Parsons, aged 69, admitted operating a waste facility without an environmental permit while Jacobs, aged 44, pleaded guilty to knowingly permitting the operation of a regulated facility without an environmental permit.
The court heard the Environment Agency had received a call in July 2011 from a member of the public concerned about a large scale landfill operation operated by Colin Parsons and Sons in a rural area with no permit for waste management activities.
The land was owned by Jacobs, from Redditch, who had received payment for the burial of waste at the site between July and October 2011. Parsons, from Kidderminster, had hired excavating equipment and a wagon to transport waste to the field.
Environment Agency officers visited the site in August 2011 and found a large area with black plastic bags and plastic sticking out of the ground and large pile of soil to the side. Plant machinery on the site was traced back to Parsons and, when officers returned to the site the next month, they found the roughly 52 metre square area had been covered over and seeded.

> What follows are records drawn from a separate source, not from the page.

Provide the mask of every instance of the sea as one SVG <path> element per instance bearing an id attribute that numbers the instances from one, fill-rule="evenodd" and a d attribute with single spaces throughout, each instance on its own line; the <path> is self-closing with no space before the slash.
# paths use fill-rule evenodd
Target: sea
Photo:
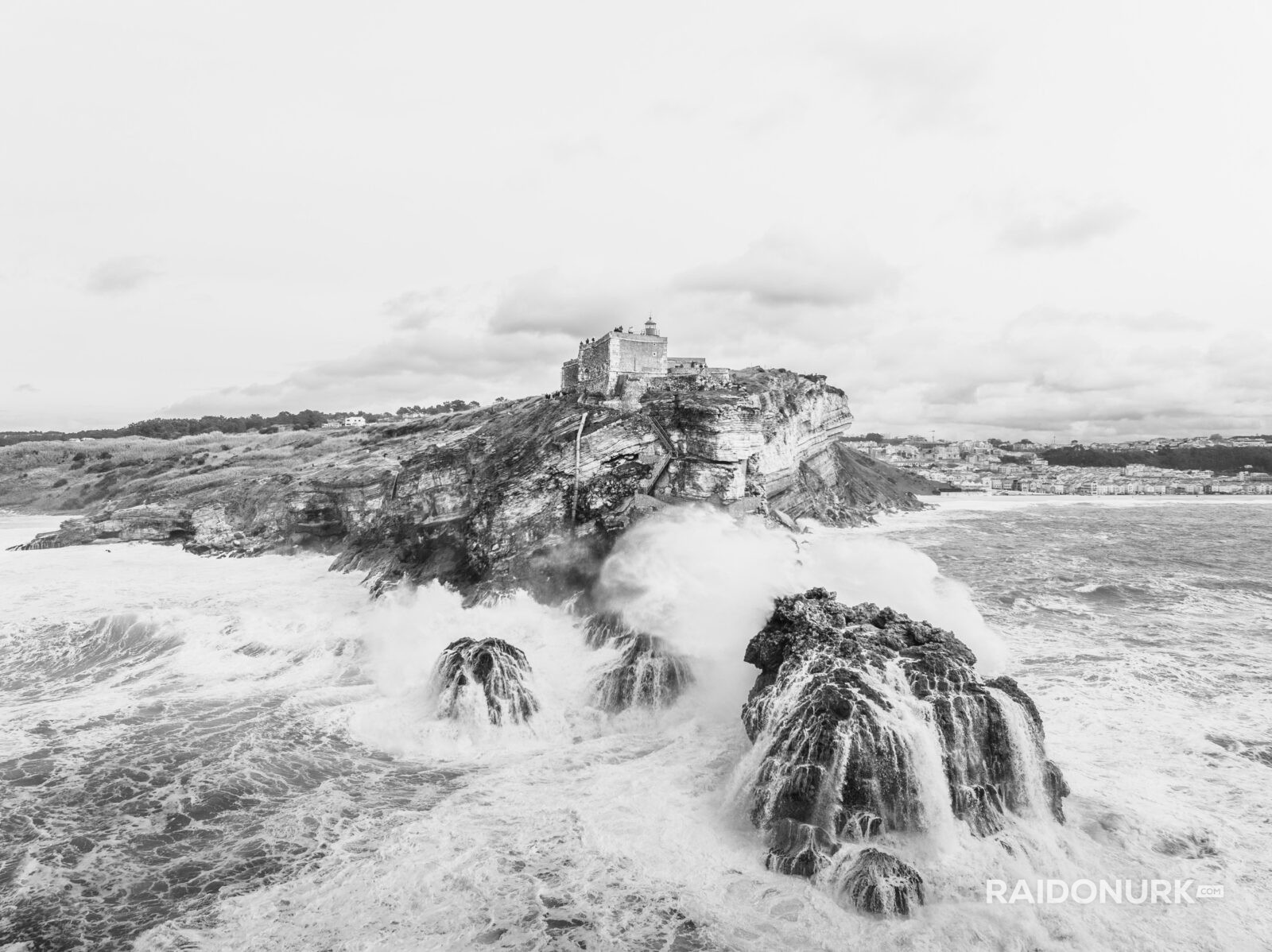
<path id="1" fill-rule="evenodd" d="M 865 530 L 637 526 L 603 590 L 695 684 L 617 716 L 617 651 L 569 605 L 371 601 L 319 555 L 8 552 L 56 520 L 0 513 L 0 949 L 1272 947 L 1272 506 L 932 502 Z M 894 838 L 925 880 L 906 919 L 766 871 L 742 656 L 813 585 L 1015 677 L 1067 822 L 1014 821 L 1013 850 Z M 460 637 L 527 653 L 529 723 L 438 716 Z M 1038 901 L 1079 881 L 1192 886 Z"/>

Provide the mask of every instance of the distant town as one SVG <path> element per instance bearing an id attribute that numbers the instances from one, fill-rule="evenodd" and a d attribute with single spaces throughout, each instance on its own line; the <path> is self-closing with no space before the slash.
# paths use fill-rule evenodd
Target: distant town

Officers returned to the site accompanied by police the next month and dug trenches, uncovering a mix of waste material including window frames, glass, plastic, rubber and fabric.
Jacobs was questioned two weeks later while police interviewed Parsons in April 2012. Both men were questioned again in October 2012.
In November 2012 Parsons was served with a notice under Section 59 of the Environmental Protection Act 1990 requiring all waste to be removed from the site by February 15 2013, but he failed to comply.
Speaking after the case, an Environment Agency spokesman said: “The defendants have been uncooperative throughout the investigation.
“By burying or allowing the burying of waste they are risking damage to the environment and undercutting legitimate businesses for their own financial gain.
“This prosecution demonstrates that we take waste crime very seriously and will not hesitate to prosecute if necessary, to protect the environment and local communities.”
Both men were fined £4,000 and ordered to pay £6,000 costs as well as a £15 victim surcharge.